"Kamu tunggu di sini dulu ya, Nak. Bunda sama Budhe ke dalam dulu." Lastri pamit pada putrinya. Gadis polos dengan rambut terkepang dua itu mengangguk. Ia mendekap tas ransel dan duduk di depan teras pada paviliun belakang. Tempat para ART lainnya berisirahat.
Rumah kediaman keluarga Brawijaya sangat luar biasa mewah. Besarnya mungkin puluhan kali dari tanah milik bapak Neyya di desa. Keluarga itu punya tiga sopir, tiga orang assisten rumah tangga, dua tukang kebun, dan seorang juru masak. Tiap ART punya tugasnya sendiri-sendiri. Ada yang mencuci, setrika, ada yang tugas mengelap semua perabotan kramik, dan ada yang membersihkan kamar. Kebetulan Lastri bertugas menyapu, mengepel, dan juga membersihkan kamar putra dan putri di keluarga Brawijaya.
"Oh, besarnya, mirip istana," kagum dara bermata bulat ini.
Tatapannya berhenti di balkon lantai dua. Seorang pemuda yang mungkin seumurannya berdiri di balkon, masih dengan seragam sekolah namun semua kancingnya sudah terlepas memperlihatkan otot abs nya yang kencang dan terbentuk. Ia pun menatap Neyya dengan tatapan menyelidik, siapa gadis itu? Pembantu baru? Tanpa sengaja, pandangan mereka berjumpa dalam satu garis yang sama.
"Apa lihat-lihat???" Pemuda itu menegur Neyya dan langsung meninggalkan balkon masuk ke dalam kamar.
Neyya menundukkan kepala sembari dalam hati berseru, dih, galaknya!
"Tuan muda Erlangga sifatnya memang gitu, Nak!

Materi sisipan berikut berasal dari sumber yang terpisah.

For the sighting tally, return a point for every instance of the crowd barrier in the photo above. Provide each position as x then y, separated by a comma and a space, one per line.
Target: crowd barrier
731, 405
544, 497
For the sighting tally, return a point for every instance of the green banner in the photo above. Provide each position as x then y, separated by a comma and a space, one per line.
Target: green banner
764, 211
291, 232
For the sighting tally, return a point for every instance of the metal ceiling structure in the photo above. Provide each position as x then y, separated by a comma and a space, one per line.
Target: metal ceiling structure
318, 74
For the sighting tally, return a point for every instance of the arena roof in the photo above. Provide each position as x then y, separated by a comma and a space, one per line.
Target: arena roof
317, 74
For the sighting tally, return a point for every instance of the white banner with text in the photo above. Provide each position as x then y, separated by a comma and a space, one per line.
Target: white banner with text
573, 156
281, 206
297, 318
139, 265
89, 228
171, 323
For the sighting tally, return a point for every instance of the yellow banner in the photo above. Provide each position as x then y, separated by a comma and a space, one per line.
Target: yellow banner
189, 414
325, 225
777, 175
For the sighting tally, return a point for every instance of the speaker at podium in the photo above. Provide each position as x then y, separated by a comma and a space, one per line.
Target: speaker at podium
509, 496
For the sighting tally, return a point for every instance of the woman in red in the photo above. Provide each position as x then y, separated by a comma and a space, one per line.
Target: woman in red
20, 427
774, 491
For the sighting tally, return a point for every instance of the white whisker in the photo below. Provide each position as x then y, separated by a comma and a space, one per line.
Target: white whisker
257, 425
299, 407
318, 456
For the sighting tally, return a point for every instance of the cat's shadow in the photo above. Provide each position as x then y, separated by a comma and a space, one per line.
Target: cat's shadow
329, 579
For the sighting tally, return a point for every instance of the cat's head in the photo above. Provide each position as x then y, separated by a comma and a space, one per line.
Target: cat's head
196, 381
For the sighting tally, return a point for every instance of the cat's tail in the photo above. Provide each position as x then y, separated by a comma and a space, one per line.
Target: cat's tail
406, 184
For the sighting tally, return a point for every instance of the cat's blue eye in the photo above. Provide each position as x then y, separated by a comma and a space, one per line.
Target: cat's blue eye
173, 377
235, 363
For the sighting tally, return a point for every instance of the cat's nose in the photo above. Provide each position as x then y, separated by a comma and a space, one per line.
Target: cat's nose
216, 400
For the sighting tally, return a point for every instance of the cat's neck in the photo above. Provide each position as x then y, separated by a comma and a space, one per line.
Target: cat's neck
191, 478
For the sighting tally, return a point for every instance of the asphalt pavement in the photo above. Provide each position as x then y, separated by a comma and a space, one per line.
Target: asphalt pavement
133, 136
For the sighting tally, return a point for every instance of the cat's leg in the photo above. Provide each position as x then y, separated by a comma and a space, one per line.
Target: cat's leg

Nggak usah dimasukin ke dalam hati, ya." Seorang mendekat, menegur sapa Neyya.
Jadi namanya Erlangga, batin Neyya.
"Ini minum, kamu pasti hauskan perjalanan dari desa." Seorang wanita paruh baya menyodorkan teh hangat manis dan kudapan pada Neyya.
"Ma ... makasih, Bu." Neyya terbata, belum mengenal siapa pun di rumah itu. Jadi masih canggung.
"Nggak usah sungkan. Nama saya, Oneng. Juru masak di sini. Itu yang baru ngelap mobil namanya Pakdhe Totok, sopirnya Nyonya, yang ngelapin motornya Den Erlan namanya Sandy, satu lagi sopirnya Tuan Besar namanya Bayu, dia nggak tidur di sini, pengantin baru jadi dia pilih ngelaju pulang pergi." Oneng, wanita berusia kepala empat yang hampir seumuran dengan Lastri itu menjelaskan pada Neyya, siapa saja pekerja rumah tangga di keluarga Brawijaya.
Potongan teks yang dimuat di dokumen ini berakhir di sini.